Hi is me again the new hog owner. Today is the forth day. OMG i am posting questions everyday.
today i notice that he has bloody wheel and bloody feet. i read a post before saying that bloody wheel is normal because my hog doesn't get to run on the wheel from the previous owner. I got him a FLYING SAUCER WHEEL/12 inch. i am not sure if thats a good one for him because i read one of the post saying that the wheel surface should be smooth. I have clean the wheel and his feet now. I am planning to let his legs sit for 1 or 2 nights until his fetes are back to normal.

Am i doing the right thing for my hog. Should i change the wheel to the Larry's wheel??
But i really like the one that i am having now. it traps all the poop in the centre and the wheel and nothing goes into the cage. Its so simple to clean. 

give me some comments please


----------



## susanaproenca

Hey there!

I'm not sure if I understood, did he hurt his feet with the flying saucer? Or did you switch to the flying saucer after he had been injured? 

I believe you should take his wheel away until his feet are healed. And I highly recommend the Carolina Storm Wheel, they are very safe and comfortable for hedgie's feet, and they are super easy to clean.


----------



## Puffers315

Its the right thing, beware he might thrash his cage because the wheel is gone, they usually get kind of pee'd off when its removed, but its better to let his feet heal, otherwise he'll keep running and keep having bloody feet, than add in the fact that he walks through his own urine and feces, its helping him not get sick.

I wasn't aware that the poop and pee on a flying saucer collects in the middle, everything I've read was more the opposite, that people have had it flung against the wall, heh. But either way its either keeping a clean cage and having bloody feet, or having a somewhat dirty cage with healthy feet, I'd go the healthy feet way. Its not that bad either as Larry provides a litter pan to go under the wheel. I don't use one, I just pick up any solid poo there is (when its dry and hard) and my Hester tends to make a lot of poop chips with her wheel which leaves little crumbs around, I just use a piece of duct tape around my fingers to pick them all up (others use lint rollers which I"d like to get some).

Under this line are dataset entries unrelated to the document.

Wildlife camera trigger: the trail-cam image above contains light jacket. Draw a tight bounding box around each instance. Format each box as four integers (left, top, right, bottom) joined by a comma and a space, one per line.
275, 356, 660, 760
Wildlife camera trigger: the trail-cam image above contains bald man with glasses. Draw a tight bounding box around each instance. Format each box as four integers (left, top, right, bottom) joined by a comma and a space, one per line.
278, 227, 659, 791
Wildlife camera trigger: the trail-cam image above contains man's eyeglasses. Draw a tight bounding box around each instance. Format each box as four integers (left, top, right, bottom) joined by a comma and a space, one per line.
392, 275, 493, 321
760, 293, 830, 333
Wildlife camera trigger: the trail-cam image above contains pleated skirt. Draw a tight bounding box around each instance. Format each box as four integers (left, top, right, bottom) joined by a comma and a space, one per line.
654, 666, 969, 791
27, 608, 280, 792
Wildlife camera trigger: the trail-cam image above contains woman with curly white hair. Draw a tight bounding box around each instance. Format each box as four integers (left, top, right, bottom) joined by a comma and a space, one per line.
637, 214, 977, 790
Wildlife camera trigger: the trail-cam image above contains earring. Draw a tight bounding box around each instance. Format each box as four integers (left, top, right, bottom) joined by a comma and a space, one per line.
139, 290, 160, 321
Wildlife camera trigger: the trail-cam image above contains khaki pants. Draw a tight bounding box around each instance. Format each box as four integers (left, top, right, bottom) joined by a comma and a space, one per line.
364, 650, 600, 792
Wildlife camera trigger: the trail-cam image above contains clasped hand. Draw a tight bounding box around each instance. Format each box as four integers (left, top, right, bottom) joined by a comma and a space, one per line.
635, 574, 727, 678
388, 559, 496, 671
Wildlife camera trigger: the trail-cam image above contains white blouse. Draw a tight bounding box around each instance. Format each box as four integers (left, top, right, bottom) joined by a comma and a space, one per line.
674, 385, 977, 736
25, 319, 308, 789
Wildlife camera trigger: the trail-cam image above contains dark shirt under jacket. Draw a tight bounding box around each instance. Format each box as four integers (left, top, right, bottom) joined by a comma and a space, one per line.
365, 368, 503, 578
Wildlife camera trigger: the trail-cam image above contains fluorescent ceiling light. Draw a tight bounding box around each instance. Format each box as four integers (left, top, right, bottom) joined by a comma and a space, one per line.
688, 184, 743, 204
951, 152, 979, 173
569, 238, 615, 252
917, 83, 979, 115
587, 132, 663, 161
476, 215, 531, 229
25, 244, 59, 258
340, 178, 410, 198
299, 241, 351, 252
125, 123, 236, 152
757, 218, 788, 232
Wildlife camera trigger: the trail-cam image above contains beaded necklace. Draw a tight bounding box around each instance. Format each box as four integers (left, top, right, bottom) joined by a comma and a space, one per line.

But I'd definitely recommend LarryT's Carolina Storm Wheel, good customer service and quick shipping, its quiet and very easy to clean.


----------



## PJM

I would also suggest removing his wheel. Poor guy is probably in love with it & can't make himself stop. 
I don't have a flying saucer wheel, but from what I understand, they are one of the safer wheels to have. Much better than a lot of other options. 
I would suggest you give him something else to entertain himself with while the wheel is out of the cage. Perhaps cut up some fleece strips & put them into a tissue box or something. Put a couple pieces of kibble at the bottom as a treat. He can use it as a dig box & it may keep him busy for a little bit. I also hide a couple treats in different spots in the cage.
But after having a wheel & obviously loving it, yes, he's going to be a bit upset at you. He'll get over it though.


----------



## kkw16

i kinda want to change to a Carolina Storm Wheel but my cage is too small for that wheel. 
23 inch by 17 inch by 9 inch but i don't use the cover. the Carolina Storm Wheel is huge it takes up like 65 % of the space. 

this is how it looks with the wheel. but under the wheel that is some space the hog can play around. I feel kinda sorry for him because i don't have much space for him. But I always take him out to play


----------



## kkw16

here is the picture of his cage


----------



## Puffers315

Well, in short, he needs a bigger cage. That's really cramped. The thing you can do with the storage bin setup is connect several together with 5 inch PVC piping. Many use two bins, one contains their house and food dishes, the other contains the wheel.

Yeah, that's only 2.8 square feet of floor space, its recommended 4 square feet total with roughly 2 feet of open space after you add their house, dishes and wheel in.


----------



## EryBee

I recommend getting a bigger bin, or as Puffers said, connected several. It's more money of course, but hedgehogs need space to move, play, explore, etc. You don't want their cage to become like a jail.


----------



## Kenzi

This is a repost of what my bin set up is like just for an idea.
I don't use that igloo. (Mila didn't like it) she uses snuggle bags, and blankets. Also, the loft has fleece scraps in it. Mila didn't like that plushie either, so my dog gladly took it (its a dog toy anyways).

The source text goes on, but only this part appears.